Family history of early heart disease

This appears to be a greater risk factor in women than in men.

Inflammatory diseases

Rheumatoid arthritis, lupus and others can increase the risk of heart disease in both men and women.

Is heart disease something only older women should worry about?

No. women, everything being equal, should view heart disease appropriately. Women under age 65 — particularly those with a family background of heart disease — additionally need to give close consideration to heart disease risk factors.

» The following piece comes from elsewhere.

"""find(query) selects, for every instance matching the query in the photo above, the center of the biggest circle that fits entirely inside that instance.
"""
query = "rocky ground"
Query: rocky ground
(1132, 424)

Some Prevention of Heart Disease

The risk factors for heart disease are complicated and include genetics, other biological factors, and general health and lifestyle factors.

While you will be unable to totally dispose of your danger for the heart disease, you can make strides to reduce it. These include:

  • Get your blood pressure checked regularly. On the off chance that it’s high, work with your primary care physician to bring down it. This may incorporate prescription and way of life changes.
  • If you smoke, seek help to stop. This can be troublesome, however, a specialist can help make a smoking suspension plan that is ideal for you.
  • If you have risk factors for diabetes, such as family history, get your blood sugar tested.
  • If you do have diabetes, keep blood sugar under control.
  • Keep your weight that works for your body.
  • Eat a healthy diet that’s high in whole grains, fruits and vegetables, and lean meats.
  • Limit your alcohol intake to no more than one drink per day.
  • Manage stress levels.
  • Get your cholesterol checked and take steps to lower high cholesterol if you need to.
  • If you have sleep apnea, or believe you do, seek treatment.
  • Exercise regularly.
  • In the event that you’ve had a heart attack, converse with your primary care physician about day by day low-dose aspirin. This isn’t suggested for women who haven’t had a respiratory failure or stroke, as it can build dying.

Bottom line

Heart disease is significantly more typical in women than numerous individuals figure it out. Indeed, it’s the main source of death for women.

Numerous women who have heart disease don’t have any manifestations. See your doctor ahead of schedule to decide your danger for heart disease and how you can lessen this danger.

If you do have symptoms, it’s important to see a doctor as soon as possible so they can test for heart disease and provide treatment before heart damage occurs.